A lot of STW journal , Made me realize that this phenomenon is extremely unreasonable . Some students raised doubts , Every interruption time is very short ? Wrote a simple tool , For every minute of STW Interruption frequency 、 The total interruption time was counted :

The statistics show that :

  • Every minute is normal 5 About a second break .
  • stay 11:29~11:30 Between , The frequency of interruptions increases sharply , This is exactly when the problem phenomenon began to appear . The total interruption time per minute is even as high as 20~30 second .

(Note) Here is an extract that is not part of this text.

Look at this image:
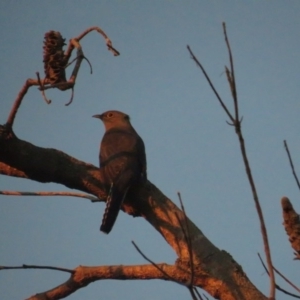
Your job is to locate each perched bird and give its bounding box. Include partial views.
[93,110,147,234]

This is like comparison. , a section 1 Kilometers of road , Normally, you don't see any traffic lights , Now there's a sudden increase of dozens of traffic lights , It's really breaking down . These interruptions are a good explanation for “ All the threads are doing CPU Calculation , However CPU The resources are very idle ” The phenomenon of .


About Safepoint The investigation of

Safepoint There are many types of , In order to confirm Safepoint Specific types of , Continue to ask the students on the spot to help , stay jvm.options Add the following parameters , open JVM journal :


Waiting for the problem to recur , I based on ES The running log counts the frequency of read and write requests per minute :

The number of read and write requests is relatively stable , This eliminates the reason for the sharp increase in user requests .

Get JVM When the log , See a lot of Safepoint The type is ForceSafepoint:

And biased lock recycling is related to Safepoint It should be like this :

It makes me wonder . Start searching the Internet ForceSafepoint The trigger for , result , nothing .

see hotspot Source code , Found at least 5 Kind of related scenes :

so ,ForceSafepoint It's a “ Chowder ”, It's like in the chart “Others” a . So let's start here , I will JDK Added to the “ Key suspects ” In the list .

Continue analysis JVM journal . In each one Safepoint In the log , At the same time, the total number of threads at that time was recorded (threads: total A column of ):

Take a look back. , When something goes wrong , There is a significant difference in the total number of threads among the three nodes , After the problem , The total number of threads is increasing , In especial Lucene Merge Threads.

“ Multiple Lucene Merge Mission ” And “ There's a sudden increase in ForceSafepoint/STW interrupt ”, Which is “ because ” Which is “ fruit ”?

basis JVM The log counts every minute of ForceSafepoint frequency , And changes in the total number of threads . Superimpose two curves together , Get the picture below :

From the picture , It seems to be ForceSafepoint The gradual increase comes first , The number of threads that follow gradually increases . in other words ,STW More interruptions come first , And then many Merge Task threads are just beginning to accumulate , like , Several traffic lights were suddenly added to a list , And then the catalog gets congested .

here , Start asking for advice Kona JDK Students from the team , I put GC Logs and thread dump The log was shared with him , And told him what I found so far , The biggest doubts are these abnormal ForceSafepoints, I need to understand ForceSafepoints Why .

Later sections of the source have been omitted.